This course is designed to provide a cohesive overview of fundamental topics required for the design and analysis of RF stages of the modern wireless communication circuits, components, and systems.
(Prerequisite: EE204, EE304)
By introducing the basic theories and principles of geometrical/wave optics, diffraction, and optical waveguides, this course covers basic and fundamental concepts of optics and photonics. Working principles and recent applications of imaging and display systems will also be discussed.
In this course, we study in depth how the basic semiconductor devices operate. Various semiconductor devices are examined including a pn junction diode, a bipolar junction transistor (BJT), and two-field effect transistors (MOSFET, JFET). This course will also cover non-ideal effects in the real semiconductor devices.
This course covers basic concepts of fabrication, operation and design techniques related with CMOS integrated circuits based on combinational / sequential logic blocks for arithmetic, logic and memory blocks. Also covered are such issues as timing, interconnect and design methodologies.
This course will cover general methods for analysis and design of the dynamic system. The main contents include modeling in the frequency and time domain, time response, reduction of multiple subsystems, stability, steady-state error, root locus technique, frequency response technique, and design via frequency response and state-space.
This course is aimed at providing students with opportunities and skills for career planning and thus better preparing them for the future change in society by taking a look at technical trends in various areas of electrical engineering and the expected demands from the future society.
This course starts with the basic circuits for the design of BJT and CMOS amplifiers. The topics include the frequency response of amplifiers, feedback, an introduction to analog integrated circuits, various types of amplifier output stages, the study of an analog filter, oscillator, and signal generators. (Prerequisites: EE201, EE304)
In this design experiment laboratory, knowledge learned in many other courses in this division are brought to bear on performing a project combining analog/digital and hardware/software. Hence, a chip stone design experiment will be performed, which establishes a synthesized application of undergraduate theory courses. For example, analog AM radio will be designed using various analog circuits, and voice recorder will be designed using Linux based embedded system.

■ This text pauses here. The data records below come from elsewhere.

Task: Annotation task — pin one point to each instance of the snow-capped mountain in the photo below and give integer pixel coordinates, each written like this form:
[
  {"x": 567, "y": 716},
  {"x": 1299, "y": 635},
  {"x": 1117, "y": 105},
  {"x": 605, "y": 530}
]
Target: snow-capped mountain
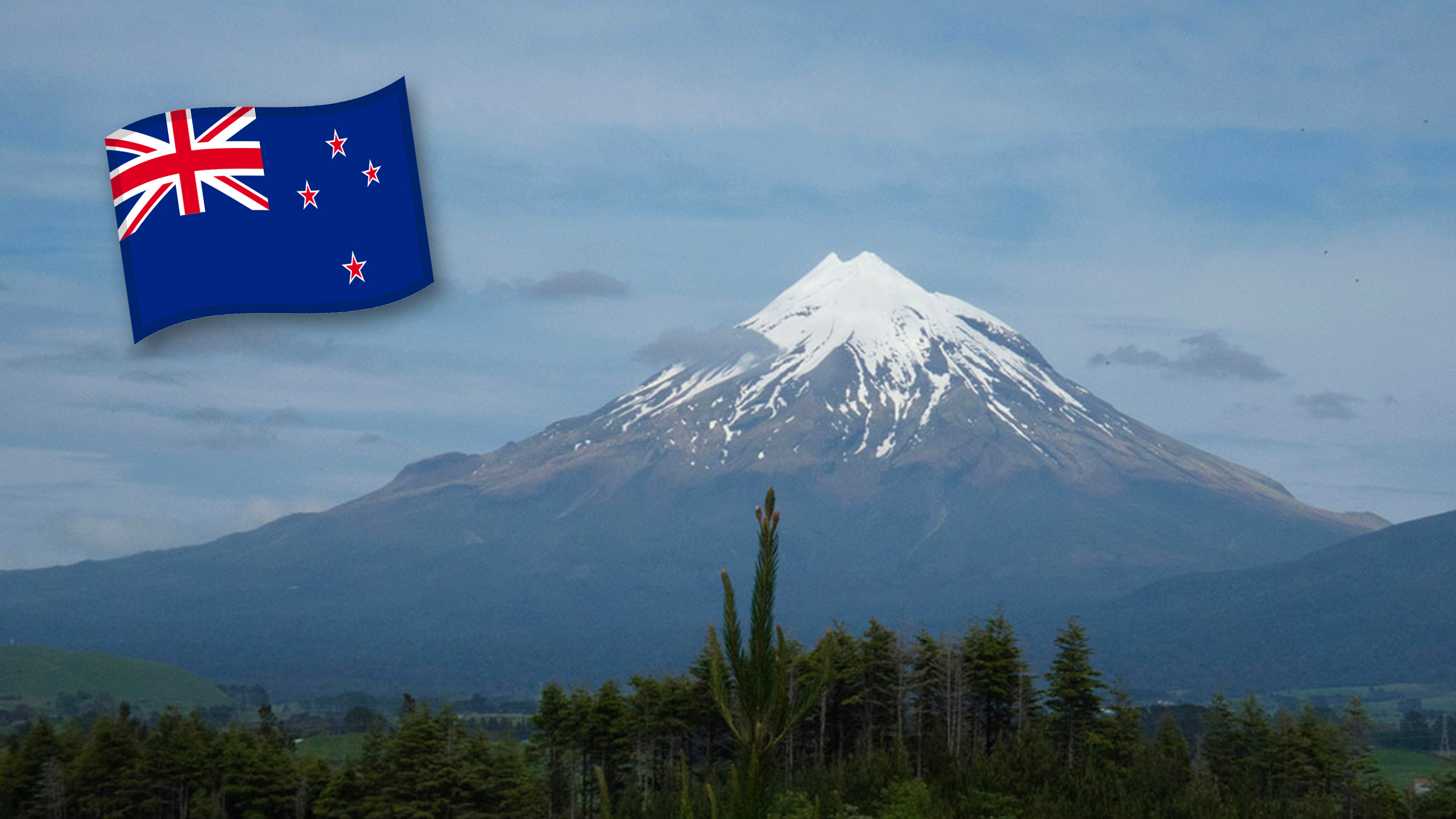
[
  {"x": 861, "y": 368},
  {"x": 929, "y": 462}
]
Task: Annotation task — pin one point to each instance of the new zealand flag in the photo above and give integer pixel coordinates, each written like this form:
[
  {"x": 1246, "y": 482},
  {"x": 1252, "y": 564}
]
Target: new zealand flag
[{"x": 268, "y": 211}]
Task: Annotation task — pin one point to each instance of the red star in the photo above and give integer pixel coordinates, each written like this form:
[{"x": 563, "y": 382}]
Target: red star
[
  {"x": 354, "y": 267},
  {"x": 308, "y": 196}
]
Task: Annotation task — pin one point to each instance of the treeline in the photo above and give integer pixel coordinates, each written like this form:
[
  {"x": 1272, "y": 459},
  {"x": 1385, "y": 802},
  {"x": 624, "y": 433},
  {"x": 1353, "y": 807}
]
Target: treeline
[
  {"x": 762, "y": 727},
  {"x": 951, "y": 726},
  {"x": 957, "y": 726}
]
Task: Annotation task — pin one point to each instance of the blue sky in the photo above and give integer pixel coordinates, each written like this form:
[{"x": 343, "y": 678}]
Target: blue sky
[{"x": 1125, "y": 177}]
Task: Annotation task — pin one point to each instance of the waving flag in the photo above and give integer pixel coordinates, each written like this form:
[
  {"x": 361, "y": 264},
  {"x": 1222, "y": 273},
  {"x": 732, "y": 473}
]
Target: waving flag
[{"x": 268, "y": 211}]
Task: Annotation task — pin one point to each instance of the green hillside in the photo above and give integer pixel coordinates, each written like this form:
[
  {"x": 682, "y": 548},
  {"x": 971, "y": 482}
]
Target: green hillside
[{"x": 35, "y": 675}]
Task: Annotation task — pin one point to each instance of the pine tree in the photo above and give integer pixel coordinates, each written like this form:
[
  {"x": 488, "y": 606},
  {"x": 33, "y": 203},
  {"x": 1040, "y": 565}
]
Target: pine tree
[
  {"x": 1072, "y": 693},
  {"x": 551, "y": 741},
  {"x": 995, "y": 673},
  {"x": 1219, "y": 747},
  {"x": 758, "y": 709}
]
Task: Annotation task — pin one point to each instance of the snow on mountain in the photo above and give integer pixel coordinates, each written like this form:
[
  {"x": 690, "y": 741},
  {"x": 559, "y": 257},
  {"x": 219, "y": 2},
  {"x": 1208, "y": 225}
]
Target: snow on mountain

This course provides theory and technique for design and analysis of combinational/sequential digital circuits using discrete mathematics. Topics include: basics for set, relation and lattices; switching and boolean algebra, and switching function; combinational logic synthesis by functional decomposition; fault detection in combinational / sequential circuits; structure of finite state automata; automata-to-machine transformation; state and machine identification; properties of finite state machine with memory span; inverse machine; communicating finite state machine and systems verification; binary decision diagram and its application. (Prerequisite: EE303)